Mallaby tewas dalam bentrokan di depan Gedung Internatio dekat Jembatan Merah pada 30 Oktober 1945 sore beberapa saat setelah tercapai kesepakatan antara Indonesia dan Inggris untuk mengakhiri kekacauan di Surabaya. Sampai sekarang tidak diketahui dengan pasti apakah Mallaby tewas diterjang peluru pejuang Indonesia ataukah karena peluru nyasar dari pasukannya sendiri. Jasad Mallaby yang gosong dan sudah tidak dapat dikenali diserahkan ke pemerintah Inggris pada 8 November 1945. Karena dalam situasi perang, jasadnya dikuburkan sementara di Tanjung Perak lalu dipindahkan ke Kembang Kuning sebelum akhirnya dimakamkan di Makam Perang, Jakarta.
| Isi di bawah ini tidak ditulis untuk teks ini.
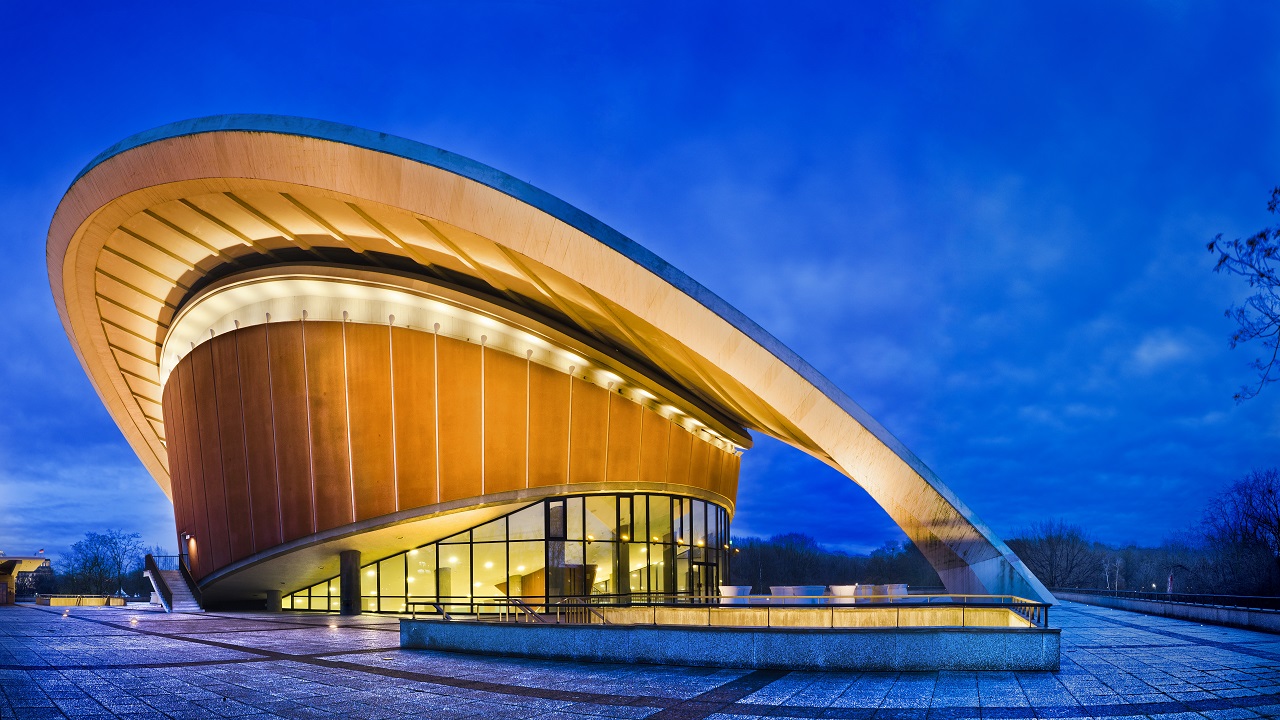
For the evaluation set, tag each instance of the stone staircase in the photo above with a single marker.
(182, 598)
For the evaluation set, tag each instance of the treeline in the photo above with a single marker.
(1233, 550)
(796, 559)
(108, 563)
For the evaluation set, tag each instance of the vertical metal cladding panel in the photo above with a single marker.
(622, 463)
(292, 436)
(731, 481)
(548, 427)
(231, 431)
(654, 446)
(677, 461)
(700, 464)
(200, 560)
(589, 428)
(255, 377)
(327, 405)
(179, 477)
(369, 392)
(211, 456)
(414, 388)
(460, 422)
(506, 402)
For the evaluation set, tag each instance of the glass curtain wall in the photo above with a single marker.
(625, 547)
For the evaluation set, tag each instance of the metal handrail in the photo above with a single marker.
(577, 609)
(159, 582)
(1208, 600)
(191, 583)
(586, 609)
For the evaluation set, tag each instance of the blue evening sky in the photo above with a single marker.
(986, 222)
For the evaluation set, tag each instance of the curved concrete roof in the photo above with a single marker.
(160, 214)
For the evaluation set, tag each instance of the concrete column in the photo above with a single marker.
(348, 579)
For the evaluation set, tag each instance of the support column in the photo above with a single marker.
(348, 580)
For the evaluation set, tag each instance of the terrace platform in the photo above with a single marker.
(100, 662)
(900, 633)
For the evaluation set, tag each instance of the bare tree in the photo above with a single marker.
(100, 563)
(1060, 555)
(1255, 259)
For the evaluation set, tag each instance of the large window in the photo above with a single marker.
(621, 547)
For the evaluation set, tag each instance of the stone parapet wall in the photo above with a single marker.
(790, 648)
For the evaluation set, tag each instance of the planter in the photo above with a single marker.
(844, 595)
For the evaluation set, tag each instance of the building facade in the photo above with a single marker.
(327, 341)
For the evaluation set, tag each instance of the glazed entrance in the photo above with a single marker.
(632, 547)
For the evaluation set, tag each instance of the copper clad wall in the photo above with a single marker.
(289, 428)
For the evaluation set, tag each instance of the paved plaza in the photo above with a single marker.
(140, 664)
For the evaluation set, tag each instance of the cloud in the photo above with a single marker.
(1157, 350)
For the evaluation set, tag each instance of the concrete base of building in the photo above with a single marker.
(782, 648)
(1265, 620)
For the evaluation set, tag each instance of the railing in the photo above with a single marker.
(577, 611)
(1208, 600)
(581, 610)
(191, 583)
(159, 582)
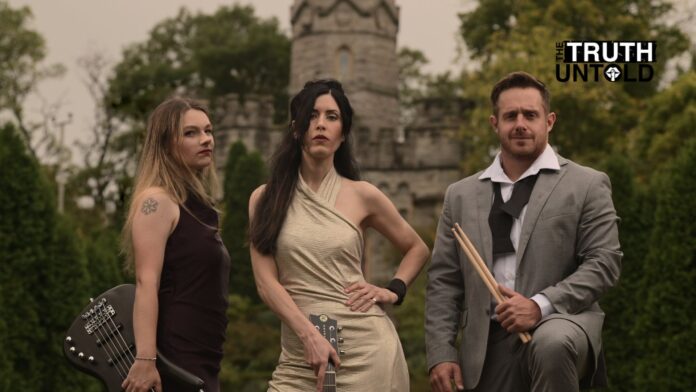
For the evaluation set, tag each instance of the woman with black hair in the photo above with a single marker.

Loder-Symonds meniggal dalam kecelakaan pesawat yang jatuh dan terbakar di bandara Morokrembangan Surabaya 10 November 1945. Pesawat naas itu dipiloti oleh Letnan Osborne. Sama dengan Mallaby, Loder-Symonds juga dimakamkan di Makam Perang Jakarta bersisian dengan sang pilot.
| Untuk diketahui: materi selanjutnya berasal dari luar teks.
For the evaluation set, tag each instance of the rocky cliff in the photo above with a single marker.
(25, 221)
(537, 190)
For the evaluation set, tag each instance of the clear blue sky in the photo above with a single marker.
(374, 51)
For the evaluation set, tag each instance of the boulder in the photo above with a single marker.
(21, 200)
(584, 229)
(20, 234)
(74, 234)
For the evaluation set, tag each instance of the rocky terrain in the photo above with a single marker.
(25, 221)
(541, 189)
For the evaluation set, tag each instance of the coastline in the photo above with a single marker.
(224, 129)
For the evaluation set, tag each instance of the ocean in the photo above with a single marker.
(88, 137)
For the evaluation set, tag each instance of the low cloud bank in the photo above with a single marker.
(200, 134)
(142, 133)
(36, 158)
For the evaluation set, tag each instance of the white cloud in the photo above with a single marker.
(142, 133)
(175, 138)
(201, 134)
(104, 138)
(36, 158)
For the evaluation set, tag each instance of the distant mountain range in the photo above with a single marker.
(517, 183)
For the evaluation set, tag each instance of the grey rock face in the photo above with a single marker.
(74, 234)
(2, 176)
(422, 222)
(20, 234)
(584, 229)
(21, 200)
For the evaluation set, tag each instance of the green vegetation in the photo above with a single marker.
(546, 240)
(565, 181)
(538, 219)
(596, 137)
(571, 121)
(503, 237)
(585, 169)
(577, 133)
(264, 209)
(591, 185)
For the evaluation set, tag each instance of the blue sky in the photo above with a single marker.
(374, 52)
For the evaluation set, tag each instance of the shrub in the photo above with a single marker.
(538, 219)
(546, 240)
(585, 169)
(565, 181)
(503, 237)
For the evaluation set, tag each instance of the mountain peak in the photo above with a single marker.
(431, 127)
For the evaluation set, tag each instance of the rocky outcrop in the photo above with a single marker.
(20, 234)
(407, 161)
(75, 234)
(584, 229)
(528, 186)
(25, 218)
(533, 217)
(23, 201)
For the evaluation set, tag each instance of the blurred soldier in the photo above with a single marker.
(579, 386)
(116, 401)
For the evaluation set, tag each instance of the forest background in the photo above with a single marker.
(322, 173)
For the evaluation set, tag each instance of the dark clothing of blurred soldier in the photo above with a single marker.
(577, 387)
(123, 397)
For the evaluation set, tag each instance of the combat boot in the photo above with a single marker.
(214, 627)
Sebagian besar usia yang tertulis di atas makam menunjukkan mereka mati muda di medan perang dengan usia berkisar antara 20-35 tahun. Di nisan ayah Ken tertulis usia 34 tahun, bisa dibayangkan Ken telah menjadi opa-opa ketika berhasil bertemu ayahnya jauh dari negerinya di sebuah taman pemakaman.! Perang membuat banyak keluarga tercerai berai dan terpisah dari orang-orang yang mereka kasihi.
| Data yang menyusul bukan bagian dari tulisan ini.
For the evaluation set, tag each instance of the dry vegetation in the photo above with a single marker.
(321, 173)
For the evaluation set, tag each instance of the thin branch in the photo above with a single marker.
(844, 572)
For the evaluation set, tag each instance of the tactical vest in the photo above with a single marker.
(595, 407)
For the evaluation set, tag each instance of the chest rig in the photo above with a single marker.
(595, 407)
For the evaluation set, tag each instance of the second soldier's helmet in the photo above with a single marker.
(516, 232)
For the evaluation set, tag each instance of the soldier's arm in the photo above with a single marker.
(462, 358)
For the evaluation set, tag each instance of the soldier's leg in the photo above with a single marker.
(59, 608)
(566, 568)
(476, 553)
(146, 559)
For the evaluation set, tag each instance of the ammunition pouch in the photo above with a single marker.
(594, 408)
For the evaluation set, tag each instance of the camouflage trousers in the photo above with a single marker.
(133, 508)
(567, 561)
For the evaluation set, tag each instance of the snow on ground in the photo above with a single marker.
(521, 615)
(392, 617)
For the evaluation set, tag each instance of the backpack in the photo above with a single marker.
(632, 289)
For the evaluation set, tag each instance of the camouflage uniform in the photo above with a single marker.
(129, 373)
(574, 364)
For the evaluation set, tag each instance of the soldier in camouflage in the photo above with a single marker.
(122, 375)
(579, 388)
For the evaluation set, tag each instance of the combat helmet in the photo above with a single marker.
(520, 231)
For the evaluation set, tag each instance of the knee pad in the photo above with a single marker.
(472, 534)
Sebanyak 1,181 makam berjejer dengan rapi di tempat ini. Selain Mallaby, Loder-Symonds dan Osborne; makam lainya adalah makam tentara negara persemakmuran seperti pasukan Indian British Army, Selandia Baru, Australia, Kanada, Birma, Afrika dan Malaysia. Sebuah monumen khusus dibangun di salah satu sudut taman untuk memperingati jasa pasukan Indian British Army yang anggotanya direkrut dari India, Pakistan, Bangladesh atau yang dikenal juga sebagai tentara Gurkha. Selain nama si pemilik, di setiap makam juga dilengkapi dengan badge dari kesatuan mana mereka berasal, tanggal kematian serta kata kenangan dari orang dekat mereka. Bagi mereka yang tak dikenal di atas makamnya terpatri tulisan “A soldier of the War”, “A Sailor of the War”, “An Australian Soldier” atau “A Soldier of the Indian Army” disertai periode perang.